The reward goes halved > the inflation is halved > lower supply available > rising demand > rising prices > miner incentives remain intact

If a halving doesn’t raise the prices and demands, the miners will get no incentive. Thus, there would be smaller rewards to complete transactions, and the bitcoin value will not be too high.

In order to stop this, bitcoin changes the difficulty level of what it needs to get the mining rewards. In simple words, the mining difficulty of a transaction changes. If the reward is halved and the bitcoin value hasn’t increased, the mining difficulty would be lessened to make sure the miners are incentivized. It means that the number of bitcoins released as rewards continues to be smaller, but there is less difficulty in processing a transaction.

It has proven successful twice. Until now, halving has led to an increase in prices followed by a major drop. However, the crashes following the gains have continued to maintain prices much higher than the ones before the halving event.

The recent halving took place during a global pandemic and in the situation of increased regulatory speculation, celebrity hype, and greater institutional interest in digital assets. Due to such added facts, where the prices of bitcoin will end up settling in the aftermath is still not clear.

How does halving impact investors?

Generally, halving leads to an increasing in prices for the bitcoin because of surging demand and reduced supply.

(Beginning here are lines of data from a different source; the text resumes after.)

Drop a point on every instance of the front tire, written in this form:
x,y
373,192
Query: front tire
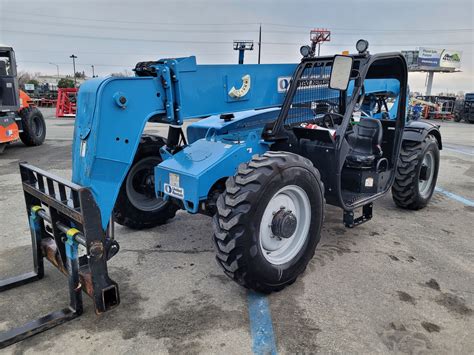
x,y
269,221
33,126
137,207
416,175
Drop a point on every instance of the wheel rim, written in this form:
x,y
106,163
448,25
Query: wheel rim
x,y
280,250
37,126
426,174
140,185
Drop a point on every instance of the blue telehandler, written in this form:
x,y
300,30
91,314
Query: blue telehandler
x,y
273,145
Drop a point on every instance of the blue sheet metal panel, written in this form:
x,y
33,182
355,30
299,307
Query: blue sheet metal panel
x,y
201,164
241,121
107,134
205,88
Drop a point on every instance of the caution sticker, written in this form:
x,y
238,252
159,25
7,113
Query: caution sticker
x,y
174,191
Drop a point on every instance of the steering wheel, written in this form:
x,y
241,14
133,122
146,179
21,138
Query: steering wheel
x,y
328,120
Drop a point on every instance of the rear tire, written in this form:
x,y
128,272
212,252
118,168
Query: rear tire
x,y
137,207
247,246
416,175
33,125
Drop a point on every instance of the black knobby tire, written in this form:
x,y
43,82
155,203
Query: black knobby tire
x,y
405,189
240,210
33,126
128,213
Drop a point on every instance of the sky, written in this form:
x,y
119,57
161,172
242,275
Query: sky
x,y
113,35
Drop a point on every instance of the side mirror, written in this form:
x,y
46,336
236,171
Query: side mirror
x,y
340,72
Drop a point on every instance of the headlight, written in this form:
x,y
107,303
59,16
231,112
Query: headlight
x,y
362,45
305,51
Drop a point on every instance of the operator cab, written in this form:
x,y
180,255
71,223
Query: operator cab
x,y
348,122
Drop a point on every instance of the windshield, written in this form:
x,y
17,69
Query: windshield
x,y
5,64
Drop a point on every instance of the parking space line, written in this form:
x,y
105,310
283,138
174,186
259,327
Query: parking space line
x,y
458,151
455,197
261,326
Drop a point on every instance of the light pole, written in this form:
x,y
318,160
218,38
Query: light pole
x,y
74,67
57,68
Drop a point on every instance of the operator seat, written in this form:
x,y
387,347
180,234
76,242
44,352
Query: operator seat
x,y
365,142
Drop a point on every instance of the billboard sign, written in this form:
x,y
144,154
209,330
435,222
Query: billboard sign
x,y
450,59
439,58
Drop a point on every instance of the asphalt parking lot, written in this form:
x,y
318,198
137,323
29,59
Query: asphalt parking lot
x,y
403,282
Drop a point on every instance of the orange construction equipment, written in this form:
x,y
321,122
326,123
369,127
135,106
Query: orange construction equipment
x,y
66,104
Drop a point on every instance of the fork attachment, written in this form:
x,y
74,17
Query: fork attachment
x,y
65,222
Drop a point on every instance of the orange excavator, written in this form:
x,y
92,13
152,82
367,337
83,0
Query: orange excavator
x,y
19,118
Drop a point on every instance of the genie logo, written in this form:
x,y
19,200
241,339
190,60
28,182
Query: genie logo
x,y
283,83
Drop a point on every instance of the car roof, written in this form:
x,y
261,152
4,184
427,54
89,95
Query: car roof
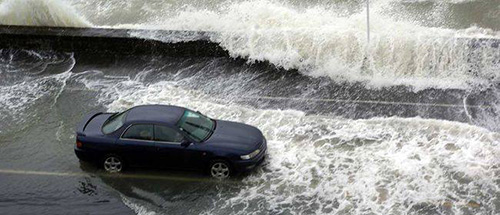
x,y
164,114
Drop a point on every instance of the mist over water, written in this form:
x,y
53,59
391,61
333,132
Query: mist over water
x,y
333,158
421,44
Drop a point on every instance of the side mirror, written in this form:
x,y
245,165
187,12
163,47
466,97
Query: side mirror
x,y
185,143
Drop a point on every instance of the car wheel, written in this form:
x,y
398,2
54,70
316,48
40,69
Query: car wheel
x,y
220,169
113,163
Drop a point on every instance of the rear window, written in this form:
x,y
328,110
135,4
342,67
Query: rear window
x,y
114,122
139,132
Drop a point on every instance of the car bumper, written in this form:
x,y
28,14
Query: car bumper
x,y
85,155
247,165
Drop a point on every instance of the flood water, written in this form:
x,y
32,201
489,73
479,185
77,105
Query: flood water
x,y
407,124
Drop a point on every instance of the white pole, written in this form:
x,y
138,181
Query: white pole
x,y
368,21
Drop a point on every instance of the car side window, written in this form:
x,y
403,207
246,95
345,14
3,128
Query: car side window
x,y
139,132
166,134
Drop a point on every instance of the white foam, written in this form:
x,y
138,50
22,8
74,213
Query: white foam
x,y
325,164
321,42
137,208
40,13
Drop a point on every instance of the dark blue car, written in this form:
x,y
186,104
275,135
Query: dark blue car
x,y
169,137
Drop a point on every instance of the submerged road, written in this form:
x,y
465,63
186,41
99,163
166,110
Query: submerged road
x,y
333,147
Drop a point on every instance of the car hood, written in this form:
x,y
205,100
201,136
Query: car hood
x,y
235,136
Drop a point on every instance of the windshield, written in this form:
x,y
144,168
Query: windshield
x,y
114,122
197,126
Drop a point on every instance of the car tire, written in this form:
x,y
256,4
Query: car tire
x,y
220,169
113,163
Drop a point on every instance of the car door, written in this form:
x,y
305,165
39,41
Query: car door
x,y
137,146
172,153
168,143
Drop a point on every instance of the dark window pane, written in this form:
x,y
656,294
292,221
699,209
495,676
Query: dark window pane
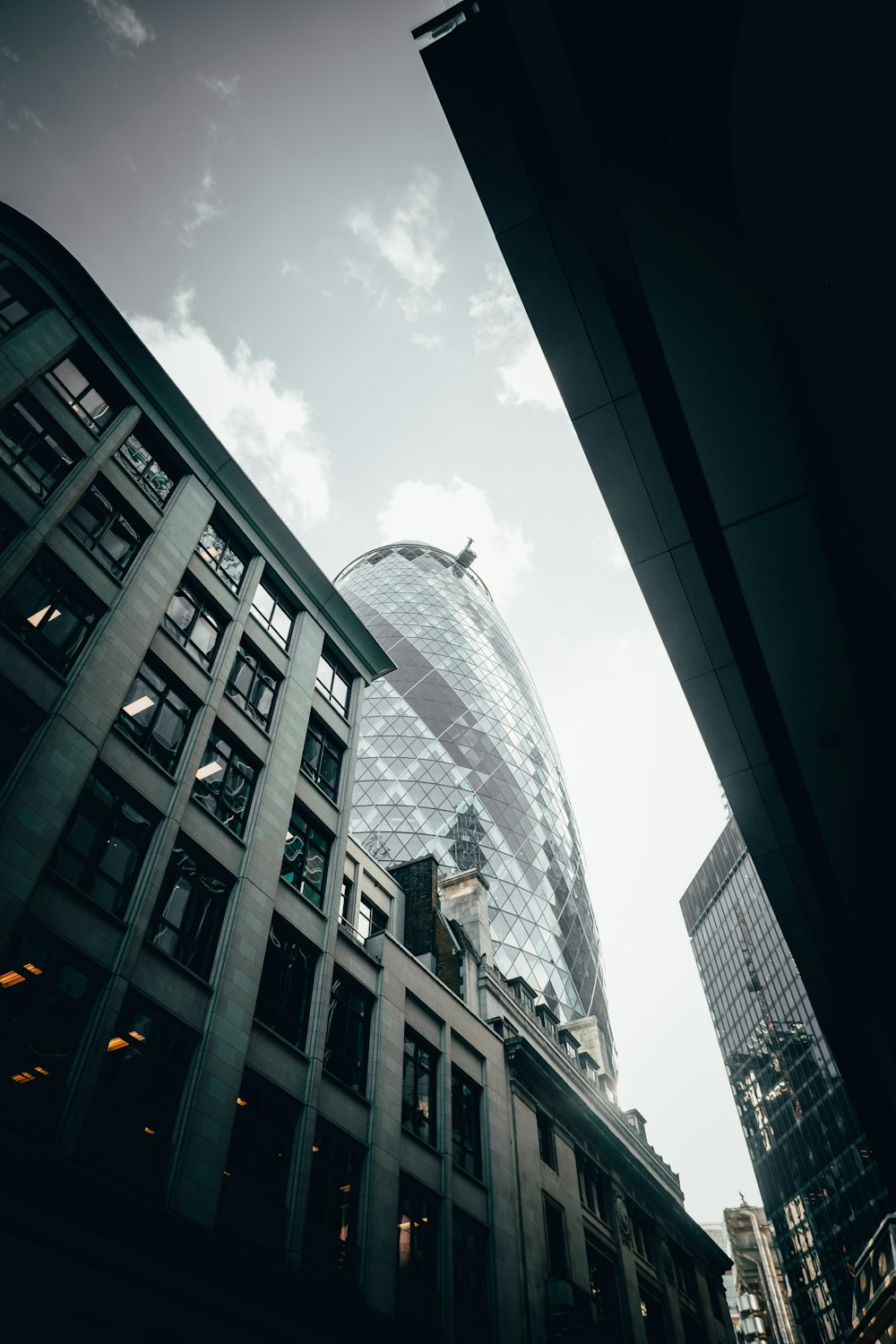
x,y
51,612
156,715
288,976
105,841
30,452
190,910
349,1031
306,855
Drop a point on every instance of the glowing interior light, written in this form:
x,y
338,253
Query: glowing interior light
x,y
139,706
38,616
204,771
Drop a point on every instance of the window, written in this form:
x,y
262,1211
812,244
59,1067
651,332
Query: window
x,y
51,612
331,1228
555,1239
605,1293
156,715
21,722
195,624
145,468
466,1147
370,918
46,995
253,685
333,680
470,1273
288,976
253,1198
349,1031
547,1144
276,616
105,841
323,758
306,854
35,457
75,390
418,1088
417,1236
190,910
220,553
102,526
225,782
131,1123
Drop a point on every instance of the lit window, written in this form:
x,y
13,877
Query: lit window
x,y
156,715
190,910
306,854
77,392
288,976
195,624
333,680
144,467
220,553
107,530
34,456
105,841
349,1031
51,612
253,685
276,616
323,758
466,1142
225,782
418,1088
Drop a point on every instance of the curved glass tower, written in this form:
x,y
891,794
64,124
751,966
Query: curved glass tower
x,y
455,760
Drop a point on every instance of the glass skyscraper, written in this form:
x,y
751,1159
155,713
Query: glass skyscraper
x,y
820,1185
455,760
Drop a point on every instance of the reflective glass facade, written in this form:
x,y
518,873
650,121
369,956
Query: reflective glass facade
x,y
455,760
820,1185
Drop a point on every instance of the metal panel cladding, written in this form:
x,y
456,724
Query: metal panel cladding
x,y
455,758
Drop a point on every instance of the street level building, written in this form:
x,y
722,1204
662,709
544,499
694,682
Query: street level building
x,y
253,1085
821,1187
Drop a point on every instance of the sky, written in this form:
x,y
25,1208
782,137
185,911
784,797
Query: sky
x,y
273,198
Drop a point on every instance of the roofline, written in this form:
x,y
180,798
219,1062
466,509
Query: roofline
x,y
93,314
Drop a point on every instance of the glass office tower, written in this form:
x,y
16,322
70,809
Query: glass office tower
x,y
455,758
820,1185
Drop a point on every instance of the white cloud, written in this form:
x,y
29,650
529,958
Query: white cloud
x,y
406,242
263,425
501,325
226,89
124,31
203,204
446,515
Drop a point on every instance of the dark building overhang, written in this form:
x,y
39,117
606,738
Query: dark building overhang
x,y
692,203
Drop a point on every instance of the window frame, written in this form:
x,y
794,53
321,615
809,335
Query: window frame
x,y
421,1123
203,609
328,747
210,789
152,675
327,685
90,811
194,940
295,868
260,674
117,516
466,1124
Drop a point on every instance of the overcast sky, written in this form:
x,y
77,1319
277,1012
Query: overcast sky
x,y
271,195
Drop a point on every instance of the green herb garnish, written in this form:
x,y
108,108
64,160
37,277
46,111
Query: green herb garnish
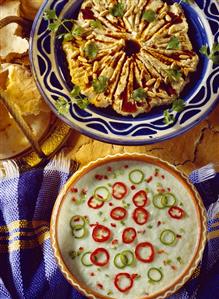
x,y
96,24
173,43
178,106
56,23
179,259
118,10
173,74
62,105
100,84
186,1
82,102
213,54
168,117
91,50
75,91
77,30
73,254
139,94
149,15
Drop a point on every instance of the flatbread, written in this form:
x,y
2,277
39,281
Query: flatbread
x,y
19,86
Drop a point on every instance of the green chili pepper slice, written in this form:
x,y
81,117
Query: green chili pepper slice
x,y
120,261
123,259
158,202
102,193
168,199
77,220
136,176
79,231
168,237
155,275
85,260
129,256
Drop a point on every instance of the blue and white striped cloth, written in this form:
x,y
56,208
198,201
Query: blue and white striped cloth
x,y
27,266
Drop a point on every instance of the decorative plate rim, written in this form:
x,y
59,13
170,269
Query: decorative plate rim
x,y
121,139
199,205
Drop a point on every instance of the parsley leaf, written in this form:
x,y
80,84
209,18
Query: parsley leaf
x,y
178,105
62,105
186,1
213,54
173,43
139,94
54,26
173,74
82,103
91,50
100,84
50,14
149,15
96,24
168,118
118,10
77,30
75,91
67,36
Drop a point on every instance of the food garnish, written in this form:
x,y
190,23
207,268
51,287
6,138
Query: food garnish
x,y
149,257
96,254
118,213
168,237
118,10
149,15
155,274
212,54
129,234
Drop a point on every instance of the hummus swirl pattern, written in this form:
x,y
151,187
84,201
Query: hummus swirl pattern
x,y
131,55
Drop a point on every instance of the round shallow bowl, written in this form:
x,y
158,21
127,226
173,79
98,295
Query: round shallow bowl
x,y
50,69
170,205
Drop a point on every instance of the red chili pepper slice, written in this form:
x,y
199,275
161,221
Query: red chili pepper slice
x,y
97,252
101,233
140,215
129,234
140,198
150,257
118,279
119,190
118,213
176,212
94,203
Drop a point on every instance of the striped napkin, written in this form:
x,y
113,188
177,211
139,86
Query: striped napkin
x,y
27,266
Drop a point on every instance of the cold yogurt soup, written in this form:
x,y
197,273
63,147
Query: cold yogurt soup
x,y
128,228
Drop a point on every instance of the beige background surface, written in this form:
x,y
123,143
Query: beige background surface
x,y
191,150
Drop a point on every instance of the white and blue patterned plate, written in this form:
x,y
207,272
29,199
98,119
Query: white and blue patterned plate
x,y
201,94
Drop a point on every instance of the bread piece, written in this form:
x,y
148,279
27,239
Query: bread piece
x,y
11,45
21,88
29,8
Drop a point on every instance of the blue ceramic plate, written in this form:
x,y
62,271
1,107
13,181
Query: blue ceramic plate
x,y
201,94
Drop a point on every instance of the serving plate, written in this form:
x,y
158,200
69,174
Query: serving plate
x,y
50,69
113,169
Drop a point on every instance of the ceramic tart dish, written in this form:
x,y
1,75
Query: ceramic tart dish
x,y
128,225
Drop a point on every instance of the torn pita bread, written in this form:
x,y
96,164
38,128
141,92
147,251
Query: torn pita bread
x,y
20,88
11,45
29,8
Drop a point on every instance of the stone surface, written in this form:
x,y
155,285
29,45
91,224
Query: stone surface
x,y
191,150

Thus, it is good news for the investors. Also, trading activities on the bitcoin’s blockchain raises the anticipation of halving. But the rate of price increase varies depending on the conditions and logistics of every price halving.

What is the impact of halving on miners?

The impact of mining on the ecosystem of bitcoin is complex. Now, a reducing bitcoin supply raises prices and demand. On the other hand, fewer rewards might also make it hard for small mining outfits or individual miners to thrive in the bitcoin ecosystem as they might find it hard to compete with the larger mining organizations.

The mining capacity of bitcoin is countercyclical to its prices. Therefore, the number of miners in the ecosystem decreases when the price of cryptocurrency increases, and vice versa. Halving events are characterized by an increase in prices and raise the prospects of a 51 percent attack on the bitcoin network as miners go out of the network. Thus, the network makes it less safe and secure.